Before Thomas came along I wouldn't have been able to say something like that with a straight face, but Thomas has taught me to be more forbearing of my sisters.

Even the blonde ones whose worlds rise and set on hair curlers and eyebrow pencils.

"Monica can't rough it,” Thomas once told me. “She's much too fragile and insecure. She knows she can't compete with women like you, so they fight too hard, for men's attention."

I never fight for Thomas. “You're not the other woman,” he tells me. It's kind of a joke, but true. “You never feel second best where the man is concerned."

I'm not the only woman who notices this. He has this affect on all females. From our sixty five year old janitor to the granddaughter of the woman who works for the investment business down the hall, they're all smitten. He finds some piece of himself to give-a part ninety nine percent of men won't find for even one woman.

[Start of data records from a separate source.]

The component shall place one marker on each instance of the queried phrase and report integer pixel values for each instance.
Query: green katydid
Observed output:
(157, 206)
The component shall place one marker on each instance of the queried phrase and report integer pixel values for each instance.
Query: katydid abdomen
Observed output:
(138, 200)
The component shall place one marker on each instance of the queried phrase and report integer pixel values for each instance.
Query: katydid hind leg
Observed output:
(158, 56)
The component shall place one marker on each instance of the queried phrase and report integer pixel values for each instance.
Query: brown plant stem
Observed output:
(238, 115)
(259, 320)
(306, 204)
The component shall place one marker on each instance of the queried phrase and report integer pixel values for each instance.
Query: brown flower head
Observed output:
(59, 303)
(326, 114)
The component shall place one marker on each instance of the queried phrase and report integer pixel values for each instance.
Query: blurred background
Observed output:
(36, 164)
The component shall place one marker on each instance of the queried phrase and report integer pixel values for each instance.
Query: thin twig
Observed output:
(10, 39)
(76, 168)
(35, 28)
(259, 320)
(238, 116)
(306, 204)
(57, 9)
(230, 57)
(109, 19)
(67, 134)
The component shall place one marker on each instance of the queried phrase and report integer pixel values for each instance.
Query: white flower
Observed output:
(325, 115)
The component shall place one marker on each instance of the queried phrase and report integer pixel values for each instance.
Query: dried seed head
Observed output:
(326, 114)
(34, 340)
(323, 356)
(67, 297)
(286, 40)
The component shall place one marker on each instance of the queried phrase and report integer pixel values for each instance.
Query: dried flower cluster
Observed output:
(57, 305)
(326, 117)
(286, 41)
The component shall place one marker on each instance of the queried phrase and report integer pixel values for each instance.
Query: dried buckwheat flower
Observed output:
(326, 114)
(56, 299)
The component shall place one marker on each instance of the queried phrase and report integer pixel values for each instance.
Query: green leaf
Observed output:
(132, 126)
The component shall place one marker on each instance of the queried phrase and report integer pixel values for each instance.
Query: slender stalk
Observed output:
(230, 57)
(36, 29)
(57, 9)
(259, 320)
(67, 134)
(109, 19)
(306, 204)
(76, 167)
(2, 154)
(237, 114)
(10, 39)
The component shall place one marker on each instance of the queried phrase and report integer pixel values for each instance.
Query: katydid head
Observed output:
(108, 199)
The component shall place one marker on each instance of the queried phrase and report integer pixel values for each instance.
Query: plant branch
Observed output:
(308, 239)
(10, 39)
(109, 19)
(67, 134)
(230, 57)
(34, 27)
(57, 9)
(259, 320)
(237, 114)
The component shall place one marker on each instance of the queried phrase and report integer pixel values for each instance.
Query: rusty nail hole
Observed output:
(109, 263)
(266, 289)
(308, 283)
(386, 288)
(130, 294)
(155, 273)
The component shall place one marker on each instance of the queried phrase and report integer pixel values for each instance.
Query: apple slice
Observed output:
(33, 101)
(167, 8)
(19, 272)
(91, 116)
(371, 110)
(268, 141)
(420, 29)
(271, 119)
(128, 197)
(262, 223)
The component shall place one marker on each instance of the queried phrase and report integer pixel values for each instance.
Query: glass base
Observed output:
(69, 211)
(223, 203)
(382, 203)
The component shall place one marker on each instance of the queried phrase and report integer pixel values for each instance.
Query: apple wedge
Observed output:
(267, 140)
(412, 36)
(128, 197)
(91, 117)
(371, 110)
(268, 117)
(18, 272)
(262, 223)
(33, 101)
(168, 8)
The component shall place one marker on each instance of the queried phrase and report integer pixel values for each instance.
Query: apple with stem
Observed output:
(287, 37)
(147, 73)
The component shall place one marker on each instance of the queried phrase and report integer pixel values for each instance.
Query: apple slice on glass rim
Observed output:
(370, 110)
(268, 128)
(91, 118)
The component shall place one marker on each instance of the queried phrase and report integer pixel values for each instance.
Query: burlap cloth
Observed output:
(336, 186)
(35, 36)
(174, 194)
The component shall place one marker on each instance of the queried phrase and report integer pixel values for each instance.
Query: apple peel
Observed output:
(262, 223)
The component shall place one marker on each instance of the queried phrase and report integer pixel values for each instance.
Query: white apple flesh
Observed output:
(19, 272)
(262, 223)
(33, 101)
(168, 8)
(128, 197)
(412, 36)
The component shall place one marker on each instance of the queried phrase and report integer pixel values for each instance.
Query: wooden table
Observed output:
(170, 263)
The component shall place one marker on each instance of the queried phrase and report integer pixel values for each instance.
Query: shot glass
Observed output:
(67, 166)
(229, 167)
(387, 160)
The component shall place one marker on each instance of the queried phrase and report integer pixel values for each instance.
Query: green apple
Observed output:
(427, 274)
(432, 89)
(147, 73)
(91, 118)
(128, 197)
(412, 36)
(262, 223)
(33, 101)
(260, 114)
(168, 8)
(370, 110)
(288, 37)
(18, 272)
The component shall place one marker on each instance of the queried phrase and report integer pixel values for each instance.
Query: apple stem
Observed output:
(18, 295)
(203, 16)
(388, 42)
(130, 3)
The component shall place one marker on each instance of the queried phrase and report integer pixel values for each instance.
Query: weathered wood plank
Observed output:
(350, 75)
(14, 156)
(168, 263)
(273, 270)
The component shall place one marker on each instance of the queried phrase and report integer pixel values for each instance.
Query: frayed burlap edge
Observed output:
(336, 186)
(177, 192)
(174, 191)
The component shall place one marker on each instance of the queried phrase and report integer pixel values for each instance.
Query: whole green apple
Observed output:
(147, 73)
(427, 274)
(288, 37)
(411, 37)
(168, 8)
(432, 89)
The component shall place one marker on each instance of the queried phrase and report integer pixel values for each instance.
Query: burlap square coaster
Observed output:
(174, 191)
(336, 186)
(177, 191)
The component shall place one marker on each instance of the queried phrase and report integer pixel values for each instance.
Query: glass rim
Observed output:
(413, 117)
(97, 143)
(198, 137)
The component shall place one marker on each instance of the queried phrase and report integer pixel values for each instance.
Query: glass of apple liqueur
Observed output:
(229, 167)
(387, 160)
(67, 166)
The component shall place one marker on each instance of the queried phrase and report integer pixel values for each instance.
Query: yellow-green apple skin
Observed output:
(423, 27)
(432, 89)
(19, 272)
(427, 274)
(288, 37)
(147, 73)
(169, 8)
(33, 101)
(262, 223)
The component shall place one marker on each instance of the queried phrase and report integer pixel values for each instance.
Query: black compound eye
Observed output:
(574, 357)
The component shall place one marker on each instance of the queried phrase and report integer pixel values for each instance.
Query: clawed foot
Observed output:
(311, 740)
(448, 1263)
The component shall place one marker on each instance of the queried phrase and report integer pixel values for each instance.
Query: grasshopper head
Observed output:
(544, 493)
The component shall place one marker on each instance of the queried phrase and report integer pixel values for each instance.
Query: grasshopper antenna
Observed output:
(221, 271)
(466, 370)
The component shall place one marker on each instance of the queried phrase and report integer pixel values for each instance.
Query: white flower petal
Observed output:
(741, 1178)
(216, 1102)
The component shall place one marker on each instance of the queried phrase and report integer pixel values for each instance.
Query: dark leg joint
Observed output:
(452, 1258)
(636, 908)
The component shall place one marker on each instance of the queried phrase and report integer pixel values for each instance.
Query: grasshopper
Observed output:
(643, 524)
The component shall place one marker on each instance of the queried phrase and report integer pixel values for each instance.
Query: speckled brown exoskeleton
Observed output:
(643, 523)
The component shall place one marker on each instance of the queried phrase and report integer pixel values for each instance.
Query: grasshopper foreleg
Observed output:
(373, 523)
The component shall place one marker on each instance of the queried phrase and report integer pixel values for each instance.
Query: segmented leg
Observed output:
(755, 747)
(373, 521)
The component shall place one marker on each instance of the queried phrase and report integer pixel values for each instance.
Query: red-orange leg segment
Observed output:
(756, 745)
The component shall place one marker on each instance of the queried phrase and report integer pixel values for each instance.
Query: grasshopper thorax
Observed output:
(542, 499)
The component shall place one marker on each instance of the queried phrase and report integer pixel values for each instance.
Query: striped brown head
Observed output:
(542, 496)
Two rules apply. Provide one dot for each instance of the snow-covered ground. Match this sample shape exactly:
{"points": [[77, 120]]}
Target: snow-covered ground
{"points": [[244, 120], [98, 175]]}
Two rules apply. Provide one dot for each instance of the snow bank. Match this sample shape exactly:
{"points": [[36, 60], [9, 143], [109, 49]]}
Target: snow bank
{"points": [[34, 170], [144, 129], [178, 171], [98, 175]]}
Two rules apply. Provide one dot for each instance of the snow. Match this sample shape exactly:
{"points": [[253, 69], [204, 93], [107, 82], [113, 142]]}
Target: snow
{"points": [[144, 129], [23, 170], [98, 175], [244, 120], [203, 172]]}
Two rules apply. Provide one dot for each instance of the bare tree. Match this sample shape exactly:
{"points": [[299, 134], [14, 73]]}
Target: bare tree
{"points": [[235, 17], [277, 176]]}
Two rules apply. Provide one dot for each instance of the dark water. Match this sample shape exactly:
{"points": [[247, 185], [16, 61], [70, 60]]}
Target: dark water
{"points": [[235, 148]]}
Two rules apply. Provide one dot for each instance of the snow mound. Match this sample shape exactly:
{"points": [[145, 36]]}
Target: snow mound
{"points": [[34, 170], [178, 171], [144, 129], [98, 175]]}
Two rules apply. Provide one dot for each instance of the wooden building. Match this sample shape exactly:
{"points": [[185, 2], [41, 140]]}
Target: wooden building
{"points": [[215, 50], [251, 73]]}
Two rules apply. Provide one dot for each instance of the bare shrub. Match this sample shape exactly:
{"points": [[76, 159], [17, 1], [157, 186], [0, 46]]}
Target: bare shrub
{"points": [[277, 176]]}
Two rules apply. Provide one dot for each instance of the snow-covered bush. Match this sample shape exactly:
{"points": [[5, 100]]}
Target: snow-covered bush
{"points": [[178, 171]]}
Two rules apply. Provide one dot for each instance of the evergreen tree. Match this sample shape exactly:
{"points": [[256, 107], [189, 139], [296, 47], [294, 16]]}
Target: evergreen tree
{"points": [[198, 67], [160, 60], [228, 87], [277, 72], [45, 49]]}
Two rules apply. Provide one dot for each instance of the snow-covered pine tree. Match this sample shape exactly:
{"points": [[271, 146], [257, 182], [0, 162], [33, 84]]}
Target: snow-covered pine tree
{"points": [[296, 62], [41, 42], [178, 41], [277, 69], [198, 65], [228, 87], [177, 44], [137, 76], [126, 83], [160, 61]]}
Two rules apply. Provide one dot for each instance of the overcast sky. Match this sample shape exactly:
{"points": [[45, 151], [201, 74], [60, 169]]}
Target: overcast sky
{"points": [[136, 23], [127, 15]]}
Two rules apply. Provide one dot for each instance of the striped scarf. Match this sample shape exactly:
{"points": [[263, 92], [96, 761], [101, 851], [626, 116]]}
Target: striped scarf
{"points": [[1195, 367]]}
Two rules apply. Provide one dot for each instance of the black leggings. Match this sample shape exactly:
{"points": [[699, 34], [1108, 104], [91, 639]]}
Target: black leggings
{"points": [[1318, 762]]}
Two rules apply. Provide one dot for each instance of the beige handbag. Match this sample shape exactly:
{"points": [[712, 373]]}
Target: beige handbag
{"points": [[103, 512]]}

But there's a price for that.

Fuck … I was worried about him. He put on a show. But the last couple of weeks, he wasn't himself. Said it was a cold, said it was business, said it was Monica's calls, he said it was a lot of things.

I should have known.

My breakdown happens over the steering wheel. In the god damn parking garage. There's a knocking on the window. I roll it down, who knows how long he's been out there.

"You're not driving yourself home,” says Brian. “Open the door and slide over."

I pull the button and do as he says. I can't fight anymore, I haven't the strength.

"Where do you live?” he gets behind the wheel.

"Off University. Do you know where that is?"

"Yea, I lived in Orlando for a few years."

"What day is it?” I ask.

"Tuesday."

"The heart attack was Monday."

"Uh huh."

"Seems like a century."

"You must be beat."

"Not really.” He has the Air Force jacket on. It smells like Thomas. “Do you want to get a burger, Brian?"

You don't know how close I just came to saying beer. A beer as in five, six, seven or eight. Not serious drinking mind you, just fun, a little unwinding, who could blame me? It's under control, see? Otherwise I'd be thinking about my wine. Or my vodka. Now there's the serious shit.

Christ, I'm desperate. Brian scares the shit out of me, but the alternative is my own company and we all know how much that sucks.

We find a chain diner. Just two other couples besides us, both older. The waitress is about his age, blonde, she flirts with him. Is it that obvious we're not a couple or does the little wench not care at all?

I want to bite her head off, honest to god. Little twits. Why did Thomas up and marry one? I'd go back in time and give him a dumb slap if I could. We could have married each other otherwise, or at least lived together. Okay, maybe I am leery of living with men anymore, but they sure as hell don't need to be with blondes or checking them out.